Not to be left behind by the craft beer trend, wines and spirits have followed suit. The days of quaffing Gordon’s gin and Schweppes tonic are long gone for the in-crowd.
Initially a Cape trend, there are now craft gins being produced in Durban and Johannesburg too. Ginifer and Westcliff gins for example, produced by Jacqueline Grobler, flavors their gins with local herbs sourced from the Faraday muti market in Jozi.
Innovative liquor merchants have made it their focus to stock these craft products – like Dry Dock Liquor, a new kid on the block in trendy Parkhurst. Co-owner Jonah Naidoo mentions that having staff that really understand the products, weekly tastings hosted by experts, listening to customers and being able to share the stories of the producers is resulting in visits to the store being experiential, differentiating them from the online retailers and the run-of-the-mill bottle stores.
While Dry Dock also stock mainstream products, their focus is on products from emerging winemakers, craft beer brewers and craft gin distillers. Their collaboration with Christian Naude from Anthology Wines is a great example of this. Christian lives a few blocks away from their store and has given them exclusive distribution rights on his wines. A business analyst at Investec, Christian decided to make wine in his spare time. Intrinsically analytical, he started researching the wine-making processes and found an industry stalwart with many successful years in the winemaking industry to mentor him. He has successfully produced a chardonnay, a cabernet sauvignon and a cabernet franc to date – all of which are selling well at Dry Dock.

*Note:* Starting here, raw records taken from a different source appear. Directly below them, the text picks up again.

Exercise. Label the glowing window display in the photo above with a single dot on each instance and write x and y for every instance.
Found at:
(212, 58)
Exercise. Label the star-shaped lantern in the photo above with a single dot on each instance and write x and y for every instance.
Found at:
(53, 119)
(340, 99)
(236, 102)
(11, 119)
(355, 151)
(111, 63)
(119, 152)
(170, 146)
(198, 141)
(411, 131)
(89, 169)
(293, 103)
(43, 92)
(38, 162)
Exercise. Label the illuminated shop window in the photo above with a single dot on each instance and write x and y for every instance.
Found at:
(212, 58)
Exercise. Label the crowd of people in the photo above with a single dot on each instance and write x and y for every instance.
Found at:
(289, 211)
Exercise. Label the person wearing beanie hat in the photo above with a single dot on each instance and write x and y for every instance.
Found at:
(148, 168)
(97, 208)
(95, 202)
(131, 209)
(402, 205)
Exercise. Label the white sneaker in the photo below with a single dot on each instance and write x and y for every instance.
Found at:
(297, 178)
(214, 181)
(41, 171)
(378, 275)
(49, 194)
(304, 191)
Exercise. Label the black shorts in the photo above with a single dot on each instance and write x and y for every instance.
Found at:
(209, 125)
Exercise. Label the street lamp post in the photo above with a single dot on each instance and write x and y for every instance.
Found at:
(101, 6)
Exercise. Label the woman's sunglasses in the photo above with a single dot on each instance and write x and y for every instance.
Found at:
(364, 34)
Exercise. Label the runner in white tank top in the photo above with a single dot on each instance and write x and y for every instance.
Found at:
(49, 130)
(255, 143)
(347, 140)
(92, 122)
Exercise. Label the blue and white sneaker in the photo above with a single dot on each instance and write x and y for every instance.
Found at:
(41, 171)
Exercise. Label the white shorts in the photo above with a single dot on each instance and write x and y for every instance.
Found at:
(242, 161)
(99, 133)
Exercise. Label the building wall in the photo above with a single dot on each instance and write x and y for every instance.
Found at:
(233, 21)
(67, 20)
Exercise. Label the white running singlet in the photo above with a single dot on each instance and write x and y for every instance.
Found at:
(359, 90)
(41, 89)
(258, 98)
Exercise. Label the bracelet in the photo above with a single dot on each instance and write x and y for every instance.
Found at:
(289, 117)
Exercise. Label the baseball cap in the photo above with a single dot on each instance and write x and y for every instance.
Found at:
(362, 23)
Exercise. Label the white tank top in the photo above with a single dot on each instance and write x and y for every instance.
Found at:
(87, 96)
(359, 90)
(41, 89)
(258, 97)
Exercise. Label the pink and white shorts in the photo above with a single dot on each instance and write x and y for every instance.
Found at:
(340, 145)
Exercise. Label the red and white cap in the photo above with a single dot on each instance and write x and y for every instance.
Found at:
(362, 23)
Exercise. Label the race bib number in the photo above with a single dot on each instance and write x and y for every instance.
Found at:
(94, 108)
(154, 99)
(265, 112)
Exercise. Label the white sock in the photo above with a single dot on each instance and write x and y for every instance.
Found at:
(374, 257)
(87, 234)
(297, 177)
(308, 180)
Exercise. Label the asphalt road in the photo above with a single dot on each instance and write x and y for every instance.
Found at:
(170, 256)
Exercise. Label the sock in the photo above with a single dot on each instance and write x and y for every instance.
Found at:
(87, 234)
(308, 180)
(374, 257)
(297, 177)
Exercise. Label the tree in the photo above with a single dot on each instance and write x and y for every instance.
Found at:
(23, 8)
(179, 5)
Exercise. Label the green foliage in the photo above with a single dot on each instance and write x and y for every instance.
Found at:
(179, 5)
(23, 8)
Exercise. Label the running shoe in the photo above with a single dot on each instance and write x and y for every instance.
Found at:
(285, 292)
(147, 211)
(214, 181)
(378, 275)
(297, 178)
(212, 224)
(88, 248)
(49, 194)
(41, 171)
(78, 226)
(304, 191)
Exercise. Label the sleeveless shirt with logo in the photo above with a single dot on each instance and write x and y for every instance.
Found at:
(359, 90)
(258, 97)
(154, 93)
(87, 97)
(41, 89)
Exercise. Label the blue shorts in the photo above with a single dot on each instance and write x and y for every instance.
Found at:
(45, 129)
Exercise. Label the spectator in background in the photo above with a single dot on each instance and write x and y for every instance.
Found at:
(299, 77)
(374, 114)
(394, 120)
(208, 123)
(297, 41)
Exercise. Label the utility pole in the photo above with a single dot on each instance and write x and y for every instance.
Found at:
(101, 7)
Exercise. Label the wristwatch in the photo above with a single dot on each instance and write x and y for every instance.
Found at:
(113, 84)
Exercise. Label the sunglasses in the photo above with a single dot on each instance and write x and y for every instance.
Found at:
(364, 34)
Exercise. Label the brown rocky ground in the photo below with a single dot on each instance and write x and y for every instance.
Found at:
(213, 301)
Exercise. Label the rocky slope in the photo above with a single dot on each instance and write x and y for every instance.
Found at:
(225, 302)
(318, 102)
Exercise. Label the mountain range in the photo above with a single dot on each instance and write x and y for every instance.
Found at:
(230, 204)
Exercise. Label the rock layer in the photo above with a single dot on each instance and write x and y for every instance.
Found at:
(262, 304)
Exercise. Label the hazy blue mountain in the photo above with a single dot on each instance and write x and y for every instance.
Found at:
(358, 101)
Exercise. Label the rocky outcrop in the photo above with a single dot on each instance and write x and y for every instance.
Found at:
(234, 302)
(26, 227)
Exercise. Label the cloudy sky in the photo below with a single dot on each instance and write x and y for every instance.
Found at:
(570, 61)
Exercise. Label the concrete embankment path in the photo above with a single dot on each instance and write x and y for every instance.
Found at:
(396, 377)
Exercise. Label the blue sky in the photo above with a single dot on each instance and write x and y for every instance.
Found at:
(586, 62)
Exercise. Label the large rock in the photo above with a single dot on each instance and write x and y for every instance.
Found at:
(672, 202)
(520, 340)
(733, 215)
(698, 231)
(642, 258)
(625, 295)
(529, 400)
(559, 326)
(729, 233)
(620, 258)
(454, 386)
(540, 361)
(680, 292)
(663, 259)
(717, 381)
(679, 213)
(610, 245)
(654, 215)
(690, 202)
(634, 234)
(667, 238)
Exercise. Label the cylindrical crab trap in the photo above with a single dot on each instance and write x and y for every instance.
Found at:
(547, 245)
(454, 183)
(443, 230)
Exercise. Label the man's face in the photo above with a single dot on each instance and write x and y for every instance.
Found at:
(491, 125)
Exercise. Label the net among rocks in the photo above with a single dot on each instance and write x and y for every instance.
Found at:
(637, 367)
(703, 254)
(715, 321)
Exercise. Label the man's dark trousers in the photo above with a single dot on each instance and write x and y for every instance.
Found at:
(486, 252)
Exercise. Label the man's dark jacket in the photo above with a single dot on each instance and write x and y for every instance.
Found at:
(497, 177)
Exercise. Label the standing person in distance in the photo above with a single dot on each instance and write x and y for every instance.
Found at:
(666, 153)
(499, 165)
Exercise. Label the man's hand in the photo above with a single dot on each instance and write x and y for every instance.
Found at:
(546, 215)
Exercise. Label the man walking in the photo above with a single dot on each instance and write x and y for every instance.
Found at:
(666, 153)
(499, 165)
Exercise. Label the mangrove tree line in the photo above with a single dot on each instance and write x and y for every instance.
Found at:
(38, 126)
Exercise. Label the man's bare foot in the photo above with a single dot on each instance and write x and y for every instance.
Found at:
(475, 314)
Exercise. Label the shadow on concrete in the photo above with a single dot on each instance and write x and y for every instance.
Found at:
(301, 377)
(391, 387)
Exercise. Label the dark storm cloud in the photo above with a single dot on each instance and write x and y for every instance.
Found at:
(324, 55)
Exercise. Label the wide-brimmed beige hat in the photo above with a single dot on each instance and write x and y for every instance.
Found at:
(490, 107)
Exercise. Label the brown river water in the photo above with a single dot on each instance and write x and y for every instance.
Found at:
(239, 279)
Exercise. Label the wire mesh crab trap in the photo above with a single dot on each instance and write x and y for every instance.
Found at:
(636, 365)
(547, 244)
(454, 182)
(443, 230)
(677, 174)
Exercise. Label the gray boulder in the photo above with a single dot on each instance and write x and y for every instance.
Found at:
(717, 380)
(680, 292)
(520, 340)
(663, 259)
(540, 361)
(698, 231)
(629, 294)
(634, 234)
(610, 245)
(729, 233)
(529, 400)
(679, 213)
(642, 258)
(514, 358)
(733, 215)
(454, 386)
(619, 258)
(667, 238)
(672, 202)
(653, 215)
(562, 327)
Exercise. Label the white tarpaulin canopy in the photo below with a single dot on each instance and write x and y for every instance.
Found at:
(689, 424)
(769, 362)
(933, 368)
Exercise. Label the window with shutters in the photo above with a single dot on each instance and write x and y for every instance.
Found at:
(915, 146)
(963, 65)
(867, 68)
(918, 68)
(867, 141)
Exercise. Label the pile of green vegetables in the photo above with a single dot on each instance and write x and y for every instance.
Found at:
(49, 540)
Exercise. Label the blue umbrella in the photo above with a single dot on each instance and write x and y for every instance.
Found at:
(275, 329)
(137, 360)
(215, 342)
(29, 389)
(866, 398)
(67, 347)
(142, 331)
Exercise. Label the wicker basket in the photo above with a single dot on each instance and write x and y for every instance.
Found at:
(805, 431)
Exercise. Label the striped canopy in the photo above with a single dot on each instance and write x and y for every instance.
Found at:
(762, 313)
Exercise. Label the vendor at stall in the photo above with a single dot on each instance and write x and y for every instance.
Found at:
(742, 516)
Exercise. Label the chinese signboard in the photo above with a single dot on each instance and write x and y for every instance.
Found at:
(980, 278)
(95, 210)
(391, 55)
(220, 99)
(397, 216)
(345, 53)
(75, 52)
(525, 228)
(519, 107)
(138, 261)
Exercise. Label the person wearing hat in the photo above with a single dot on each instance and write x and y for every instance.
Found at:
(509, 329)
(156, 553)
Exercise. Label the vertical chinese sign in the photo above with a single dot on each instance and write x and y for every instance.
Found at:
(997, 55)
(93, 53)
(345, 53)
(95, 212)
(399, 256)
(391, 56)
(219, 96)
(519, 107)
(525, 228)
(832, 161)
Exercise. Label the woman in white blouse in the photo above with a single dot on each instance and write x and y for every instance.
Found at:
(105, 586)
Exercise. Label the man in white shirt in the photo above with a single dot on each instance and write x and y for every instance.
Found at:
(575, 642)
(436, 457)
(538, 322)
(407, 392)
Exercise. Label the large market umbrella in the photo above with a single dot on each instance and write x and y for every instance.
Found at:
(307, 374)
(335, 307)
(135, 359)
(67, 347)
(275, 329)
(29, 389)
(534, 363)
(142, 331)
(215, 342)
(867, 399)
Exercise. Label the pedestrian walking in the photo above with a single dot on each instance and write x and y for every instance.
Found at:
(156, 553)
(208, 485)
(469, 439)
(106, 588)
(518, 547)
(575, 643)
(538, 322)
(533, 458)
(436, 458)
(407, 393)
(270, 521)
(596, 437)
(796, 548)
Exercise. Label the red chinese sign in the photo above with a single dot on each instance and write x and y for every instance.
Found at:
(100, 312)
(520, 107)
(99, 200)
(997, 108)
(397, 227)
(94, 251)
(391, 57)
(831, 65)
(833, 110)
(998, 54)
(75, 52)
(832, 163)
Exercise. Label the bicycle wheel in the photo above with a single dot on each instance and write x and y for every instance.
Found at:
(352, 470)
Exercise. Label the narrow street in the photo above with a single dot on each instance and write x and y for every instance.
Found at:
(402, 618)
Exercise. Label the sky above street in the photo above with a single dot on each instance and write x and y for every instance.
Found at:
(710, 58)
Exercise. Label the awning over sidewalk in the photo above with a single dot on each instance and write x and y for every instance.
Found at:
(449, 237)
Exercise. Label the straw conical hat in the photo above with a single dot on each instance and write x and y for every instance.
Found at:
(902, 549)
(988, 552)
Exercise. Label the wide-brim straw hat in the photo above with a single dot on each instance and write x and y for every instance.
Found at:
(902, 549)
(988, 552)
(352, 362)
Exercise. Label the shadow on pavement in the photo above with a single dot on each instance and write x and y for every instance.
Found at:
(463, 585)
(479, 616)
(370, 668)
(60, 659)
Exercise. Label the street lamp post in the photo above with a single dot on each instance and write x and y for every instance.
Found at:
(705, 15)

The success of this strategy is telling: knowing that an individual has put his or her heart and soul into a product seems to have much more appeal than something out of a sterile factory owned by a corporation.
Far from slowing down, I suspect the craft revolution has only just begun. While there may be some consolidation to make businesses more viable, no doubt there will be more of these cool craft products, made by hand and just down the road, flowing onto our shelves for a long, long time to come.